I dog-eared over twenty pages in this average-length children’s novel that contain passages that I love. I won’t share them all (you’re welcome 😉 ), but I will share a select few.
This, from chapter one about the congenial living arrangement Lucinda has with Miss Peters:
Like the bottom dropping out of a cheese-box, the dos and don’ts dropped out of the daily vocabulary that had heretofore confronted Lucinda. There were certain things discussed by Miss Peters, and agreed upon mutually, as necessary for the peace of mind and welfare of the three of them. So on the table beside Lucinda’s desk was placed a pad and pencil. After she had returned from school and had had her dinner, Lucinda was to write down what she proposed to do for the afternoon. So could Miss Peters know of her whereabouts, and incidentally, judge how Lucinda’s afternoons were being spent, and with whom. She was always to be home by five-thirty.

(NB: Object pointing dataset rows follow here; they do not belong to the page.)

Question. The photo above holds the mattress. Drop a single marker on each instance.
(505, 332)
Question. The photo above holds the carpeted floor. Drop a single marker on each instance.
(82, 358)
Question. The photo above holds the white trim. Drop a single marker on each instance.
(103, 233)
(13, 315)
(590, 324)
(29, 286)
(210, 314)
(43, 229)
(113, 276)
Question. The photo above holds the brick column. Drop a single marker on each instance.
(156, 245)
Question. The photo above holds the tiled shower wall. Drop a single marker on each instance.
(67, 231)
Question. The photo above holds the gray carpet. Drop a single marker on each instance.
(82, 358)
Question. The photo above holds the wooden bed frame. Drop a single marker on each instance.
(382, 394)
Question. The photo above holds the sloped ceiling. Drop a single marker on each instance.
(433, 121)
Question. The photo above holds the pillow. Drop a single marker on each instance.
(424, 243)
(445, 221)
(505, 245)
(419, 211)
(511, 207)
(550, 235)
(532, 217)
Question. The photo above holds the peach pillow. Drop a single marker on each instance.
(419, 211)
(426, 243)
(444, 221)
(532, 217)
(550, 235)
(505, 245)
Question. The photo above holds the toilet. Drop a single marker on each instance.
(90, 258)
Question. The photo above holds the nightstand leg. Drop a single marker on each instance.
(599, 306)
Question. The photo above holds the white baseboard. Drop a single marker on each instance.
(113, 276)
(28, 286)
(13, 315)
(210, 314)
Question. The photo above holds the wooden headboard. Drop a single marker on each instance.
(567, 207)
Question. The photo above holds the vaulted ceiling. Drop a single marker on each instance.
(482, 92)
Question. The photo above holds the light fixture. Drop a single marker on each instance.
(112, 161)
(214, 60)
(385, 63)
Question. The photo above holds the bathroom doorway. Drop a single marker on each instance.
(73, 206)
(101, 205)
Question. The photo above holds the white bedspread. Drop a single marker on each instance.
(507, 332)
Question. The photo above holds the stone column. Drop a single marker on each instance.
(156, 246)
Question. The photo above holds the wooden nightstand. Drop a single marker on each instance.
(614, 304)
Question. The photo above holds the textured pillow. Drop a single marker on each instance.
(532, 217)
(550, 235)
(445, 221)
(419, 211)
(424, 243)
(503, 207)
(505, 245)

In their turn, Miss Peters and Miss Nettie were to write of their plans, so that Lucinda could know. “It’s an elegant arrangement,” said Lucinda. “Everybody as free as air, and yet all of us polite about it. How ever did you think it up, Miss Peters?”
I love this exchange between her and her uncle Earle regarding her friendships with all sorts of people in NYC:
“Snoodie [Uncle Earle’s pet name for Lucinda], do you know that the scientists think they’ve discovered something very wonderful–something they call an antitoxin for diphtheria. The punch it into you, and instead of your getting all choked up and dying with the disease you get well. A remarkable discovery, if it works.”
He picked up his knife and fork and went on with his roast guinea-hen. Lucinda wondered what diphtheria had to do with Tony Coppino. But Uncle Earle had a way of stopping and then going on again, like a balky horse. So she waited. A moment and the knife and fork went down: “You’re getting a sort of vaccination this year. If you don’t know it now, you’ll find it out some day. But it’s going to keep you from dying of a terrible disease.”
Lucinda was filled with amazement. She put down her knife and fork, even though she was eating guinea-hen for the first time in her life and liked it tremendously. “What is the disease?” she asked solemnly.
“Snobbishness–priggishness–the Social Register. I don’t care a d[—] what you call it Snoodie, as long as you get your antitoxin before the disease gets you.”
There’s so much more to share, including one beautiful episode in which Lucinda and her friend Tony produce their own version of Twelfth Night, complete with gorgeous set and intricate puppets. (I LOVE this part.) The word I would use to describe this story is rich. It is well-deserving of its Newbery Medal of 1937. Highly, highly Recommended.